Kibou Sushi Japanese Restaurant in Regent Street
Kibou in One Paragraph:
An intimateJapanese restaurant that has an authentic feel and offers more than just sushi. Fun atmosphere and good food.
The Longer Read:
Kibou Sushi is in Regent Street which, with the opening of Koj, is just an Everyman performance of Madame Butterfly away from becoming Japan-town. Yo Sushi is nearby too, but that’s for kids, don’t you think?
If you’ve been to Japan, there’s a kind of nostalgic pleasure in going to Kibou. It’s something to do with the way you descend steps to this basement restaurant – space in Tokyo is at such a premium that you often head downwards for dinner. Aside from the food, Kibou has captured some of the authenticity of Japanese dining – the cleanliness, clean lines in design, attractive pottery and pleasant-but-unfamiliar aromas. It helps that there aren’t many tables and it only takes a few diners to create instant atmosphere.

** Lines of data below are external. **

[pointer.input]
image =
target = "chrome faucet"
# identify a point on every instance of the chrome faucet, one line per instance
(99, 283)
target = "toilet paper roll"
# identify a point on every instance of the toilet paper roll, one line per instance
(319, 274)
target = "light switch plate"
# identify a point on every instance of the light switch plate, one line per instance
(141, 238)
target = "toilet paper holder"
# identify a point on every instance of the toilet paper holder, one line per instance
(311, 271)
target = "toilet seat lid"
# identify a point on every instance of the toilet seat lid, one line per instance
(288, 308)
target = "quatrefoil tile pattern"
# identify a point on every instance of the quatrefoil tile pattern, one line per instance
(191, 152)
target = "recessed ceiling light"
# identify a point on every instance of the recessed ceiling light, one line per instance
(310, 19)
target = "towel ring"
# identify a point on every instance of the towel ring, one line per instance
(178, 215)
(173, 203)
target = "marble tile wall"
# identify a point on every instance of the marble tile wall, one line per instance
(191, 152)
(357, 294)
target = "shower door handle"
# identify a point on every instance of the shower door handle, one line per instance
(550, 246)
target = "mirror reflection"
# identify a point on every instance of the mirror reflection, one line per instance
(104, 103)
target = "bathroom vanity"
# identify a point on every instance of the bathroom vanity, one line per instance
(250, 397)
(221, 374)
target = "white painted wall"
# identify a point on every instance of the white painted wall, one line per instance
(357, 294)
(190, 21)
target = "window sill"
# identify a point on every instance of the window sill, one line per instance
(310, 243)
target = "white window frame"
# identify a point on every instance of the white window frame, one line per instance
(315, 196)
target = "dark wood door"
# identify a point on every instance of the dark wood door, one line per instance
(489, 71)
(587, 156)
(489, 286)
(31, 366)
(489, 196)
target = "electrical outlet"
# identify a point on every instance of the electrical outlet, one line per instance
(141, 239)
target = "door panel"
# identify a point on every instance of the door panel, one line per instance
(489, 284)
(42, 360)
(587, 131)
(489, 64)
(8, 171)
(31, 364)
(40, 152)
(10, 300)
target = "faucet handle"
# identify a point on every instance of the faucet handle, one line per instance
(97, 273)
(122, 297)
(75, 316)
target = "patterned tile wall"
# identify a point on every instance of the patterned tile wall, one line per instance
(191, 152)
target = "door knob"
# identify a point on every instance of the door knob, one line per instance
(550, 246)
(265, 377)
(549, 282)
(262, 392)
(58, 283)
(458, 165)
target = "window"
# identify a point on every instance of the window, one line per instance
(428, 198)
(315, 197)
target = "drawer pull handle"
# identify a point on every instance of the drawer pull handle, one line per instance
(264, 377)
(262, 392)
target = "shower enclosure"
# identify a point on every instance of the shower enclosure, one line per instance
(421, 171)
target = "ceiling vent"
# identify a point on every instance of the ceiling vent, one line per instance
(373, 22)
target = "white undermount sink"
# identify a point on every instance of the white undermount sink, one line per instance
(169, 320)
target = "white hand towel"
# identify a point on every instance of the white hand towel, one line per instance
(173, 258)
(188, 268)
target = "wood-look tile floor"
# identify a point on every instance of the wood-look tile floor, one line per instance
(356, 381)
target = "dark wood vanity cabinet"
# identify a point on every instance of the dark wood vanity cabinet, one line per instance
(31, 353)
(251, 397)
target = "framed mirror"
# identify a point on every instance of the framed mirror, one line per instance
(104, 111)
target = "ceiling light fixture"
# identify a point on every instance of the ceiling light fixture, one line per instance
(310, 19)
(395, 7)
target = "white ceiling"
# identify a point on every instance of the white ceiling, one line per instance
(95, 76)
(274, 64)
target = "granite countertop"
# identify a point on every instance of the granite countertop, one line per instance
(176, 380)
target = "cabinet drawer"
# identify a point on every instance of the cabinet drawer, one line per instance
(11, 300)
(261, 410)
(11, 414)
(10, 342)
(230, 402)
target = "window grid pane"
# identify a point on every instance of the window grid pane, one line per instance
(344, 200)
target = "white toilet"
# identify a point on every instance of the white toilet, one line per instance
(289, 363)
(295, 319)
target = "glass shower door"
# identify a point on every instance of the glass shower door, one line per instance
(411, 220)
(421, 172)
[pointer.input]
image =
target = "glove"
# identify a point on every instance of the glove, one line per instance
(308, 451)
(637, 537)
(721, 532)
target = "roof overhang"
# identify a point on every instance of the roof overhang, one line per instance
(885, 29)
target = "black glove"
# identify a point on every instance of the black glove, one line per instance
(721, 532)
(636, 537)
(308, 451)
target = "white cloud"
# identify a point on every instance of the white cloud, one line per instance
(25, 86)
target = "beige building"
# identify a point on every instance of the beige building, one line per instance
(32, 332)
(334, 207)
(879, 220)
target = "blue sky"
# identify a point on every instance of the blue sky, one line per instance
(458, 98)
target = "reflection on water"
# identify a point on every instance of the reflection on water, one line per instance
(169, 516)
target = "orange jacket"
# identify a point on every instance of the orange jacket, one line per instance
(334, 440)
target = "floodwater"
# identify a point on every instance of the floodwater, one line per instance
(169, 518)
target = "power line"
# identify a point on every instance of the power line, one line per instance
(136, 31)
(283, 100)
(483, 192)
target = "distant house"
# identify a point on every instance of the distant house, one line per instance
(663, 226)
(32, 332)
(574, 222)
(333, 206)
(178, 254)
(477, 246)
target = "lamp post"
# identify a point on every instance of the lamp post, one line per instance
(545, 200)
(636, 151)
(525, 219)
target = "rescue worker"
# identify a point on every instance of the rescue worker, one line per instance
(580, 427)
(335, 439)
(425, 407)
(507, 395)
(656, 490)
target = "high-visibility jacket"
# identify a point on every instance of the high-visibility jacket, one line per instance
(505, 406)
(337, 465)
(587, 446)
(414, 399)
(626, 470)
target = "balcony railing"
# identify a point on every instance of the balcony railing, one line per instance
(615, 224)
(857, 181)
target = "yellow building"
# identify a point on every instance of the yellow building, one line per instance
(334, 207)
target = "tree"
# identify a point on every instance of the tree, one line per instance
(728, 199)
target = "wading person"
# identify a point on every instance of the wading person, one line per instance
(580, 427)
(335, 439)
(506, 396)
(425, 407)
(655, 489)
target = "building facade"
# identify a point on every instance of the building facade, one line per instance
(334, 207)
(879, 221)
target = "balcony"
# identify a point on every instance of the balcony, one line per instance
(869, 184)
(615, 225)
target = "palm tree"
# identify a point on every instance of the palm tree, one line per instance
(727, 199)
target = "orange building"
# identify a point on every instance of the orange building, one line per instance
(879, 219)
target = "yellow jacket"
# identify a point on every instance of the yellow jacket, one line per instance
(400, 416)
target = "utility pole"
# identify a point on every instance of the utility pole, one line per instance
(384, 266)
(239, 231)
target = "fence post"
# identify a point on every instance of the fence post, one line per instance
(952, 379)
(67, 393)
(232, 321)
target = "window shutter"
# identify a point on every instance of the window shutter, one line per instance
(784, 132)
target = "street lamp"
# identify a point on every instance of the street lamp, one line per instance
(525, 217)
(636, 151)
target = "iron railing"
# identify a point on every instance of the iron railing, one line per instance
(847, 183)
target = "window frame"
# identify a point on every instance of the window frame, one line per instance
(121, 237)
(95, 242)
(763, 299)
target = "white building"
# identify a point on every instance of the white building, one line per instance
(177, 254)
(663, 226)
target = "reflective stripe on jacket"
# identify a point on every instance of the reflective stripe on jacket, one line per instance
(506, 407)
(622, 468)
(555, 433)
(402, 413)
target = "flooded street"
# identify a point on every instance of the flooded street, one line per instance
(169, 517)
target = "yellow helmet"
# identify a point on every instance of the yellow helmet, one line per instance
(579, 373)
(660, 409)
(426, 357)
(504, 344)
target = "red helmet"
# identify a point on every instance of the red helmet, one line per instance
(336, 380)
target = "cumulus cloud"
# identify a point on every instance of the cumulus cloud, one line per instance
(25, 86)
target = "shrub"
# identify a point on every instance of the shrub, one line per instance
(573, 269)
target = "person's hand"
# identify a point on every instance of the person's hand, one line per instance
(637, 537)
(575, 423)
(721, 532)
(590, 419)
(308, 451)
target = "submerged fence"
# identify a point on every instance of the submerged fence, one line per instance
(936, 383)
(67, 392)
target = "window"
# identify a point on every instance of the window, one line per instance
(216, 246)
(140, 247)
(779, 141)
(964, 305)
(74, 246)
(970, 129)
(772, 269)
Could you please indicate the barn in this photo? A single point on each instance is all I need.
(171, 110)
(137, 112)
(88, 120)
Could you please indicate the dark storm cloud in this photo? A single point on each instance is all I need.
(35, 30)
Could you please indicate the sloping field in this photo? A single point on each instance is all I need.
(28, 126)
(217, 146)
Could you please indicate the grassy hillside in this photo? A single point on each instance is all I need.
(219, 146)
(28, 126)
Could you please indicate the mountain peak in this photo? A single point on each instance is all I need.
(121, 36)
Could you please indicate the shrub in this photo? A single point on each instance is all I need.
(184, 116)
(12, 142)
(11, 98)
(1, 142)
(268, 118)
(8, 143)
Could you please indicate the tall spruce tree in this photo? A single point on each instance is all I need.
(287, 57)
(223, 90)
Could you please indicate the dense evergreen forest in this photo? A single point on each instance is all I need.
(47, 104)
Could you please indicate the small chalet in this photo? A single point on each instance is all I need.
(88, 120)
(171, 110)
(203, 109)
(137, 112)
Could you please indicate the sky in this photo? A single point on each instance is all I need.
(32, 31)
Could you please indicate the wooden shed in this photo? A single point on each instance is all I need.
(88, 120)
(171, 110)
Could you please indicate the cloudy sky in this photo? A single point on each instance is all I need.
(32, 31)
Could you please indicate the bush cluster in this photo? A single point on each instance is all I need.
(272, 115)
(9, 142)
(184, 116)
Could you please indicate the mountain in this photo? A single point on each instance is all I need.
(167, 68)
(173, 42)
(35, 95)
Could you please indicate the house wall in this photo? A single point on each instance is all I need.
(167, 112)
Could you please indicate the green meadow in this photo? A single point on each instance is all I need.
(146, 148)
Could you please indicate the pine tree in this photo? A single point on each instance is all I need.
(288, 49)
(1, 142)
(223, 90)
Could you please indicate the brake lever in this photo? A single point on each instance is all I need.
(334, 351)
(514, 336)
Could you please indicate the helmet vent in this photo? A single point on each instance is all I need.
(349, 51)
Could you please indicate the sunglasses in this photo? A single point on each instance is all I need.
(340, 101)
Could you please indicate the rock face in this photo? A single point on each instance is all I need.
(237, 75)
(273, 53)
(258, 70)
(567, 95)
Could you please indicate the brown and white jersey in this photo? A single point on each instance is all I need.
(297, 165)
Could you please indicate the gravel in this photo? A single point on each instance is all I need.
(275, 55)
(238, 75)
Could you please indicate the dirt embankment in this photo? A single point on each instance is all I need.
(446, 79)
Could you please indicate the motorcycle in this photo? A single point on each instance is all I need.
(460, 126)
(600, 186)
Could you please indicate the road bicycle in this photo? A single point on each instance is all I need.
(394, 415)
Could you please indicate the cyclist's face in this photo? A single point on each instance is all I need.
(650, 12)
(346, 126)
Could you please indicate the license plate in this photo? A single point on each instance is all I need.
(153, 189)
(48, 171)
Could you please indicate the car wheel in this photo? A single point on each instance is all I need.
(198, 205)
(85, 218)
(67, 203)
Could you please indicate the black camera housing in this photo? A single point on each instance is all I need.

It takes a little time to work through the menu, especially as the specials’ board needs careful attention too. The restaurant’s full name, KIBOUsushi, is potentially misleading – certainly, don’t go to Kibou expecting only sushi (i.e. the familiar vinegar-flavoured cold rice garnished with raw fish, vegetables or egg). The menu is much wider than that: tempura, katsu curries, yakisoba (stir fried noodles) and katsu (fish or meat fried in breadcrumbs), ramen and terriyaki steaks etc. Plus there are all those specials, which included soft shell crab when we visited. Those are just the mains – there is a pretty funky list of starters too; you might prefer to build your own lunch with 2 or 3 of these, plus some rice.
Dining at Kibou Sushi
Agedashi tofu (£6.65) was a really pleasing. The agedashi treatment – ‘lightly deep fried’ – adds a crunch element to tofu. There’s a light sweet sauce and the square blocks of tofu are served with spring onion, toasted nori and mooli. Utterly delicious. These thin, sweeter sauces are one of the characteristics of Japanese cooking… cue more nostalgia.
Having ordered in a fit of enthusiasm I now realised that everything on my order – except rice – was a fried dish. Bit of an ordering bish, let’s see how things work out:
Next up is monkfish tempura (£6.95). The concept of tempura (batter frying) was brought to Japan, (along with Catholicism) by the Portuguese and maybe that’s why tempura dishes are so popular here. It’s a kind of a familiar western-style banker of an option on the menu. Kibou’s monkfish tempura is served with a sweet coriander sauce.
Third in my sequence of fried lunch options were pumpkin korroke (£5.95) (croquant), with tonkatsu sauce, a nice kimchi mayo and some ground nori. Nori is that familiar dried seaweed, the nearest I got to sushi on this visit.
The food looked great and there was enough of a lightness of touch to make the fried food thing not an issue. I skipped pudding though.
Drinks at Kibou Sushi
Drinks are a cut above. Sake is from Akashi Tai, from Western Japan – if you think you don’t like sake, please try this. Whisky includes Nikka (£4.95), Akashi single malt (£5.95) and the mighty Suntory Yamazaki (£6.50). I had plum wine (6.95) which is a refreshing option on a warm day. I, er, recommend it with fried food.
Kibou (the word means something like ‘aspiration’ or ‘wish’) has a nice, happy atmosphere and tasty, good looking food. The restaurant is fast becoming a bit of a Cheltenham institution (even if it has only been open since 2013). I think that, especially when you factor in the atmos, it’s one of the best options in town.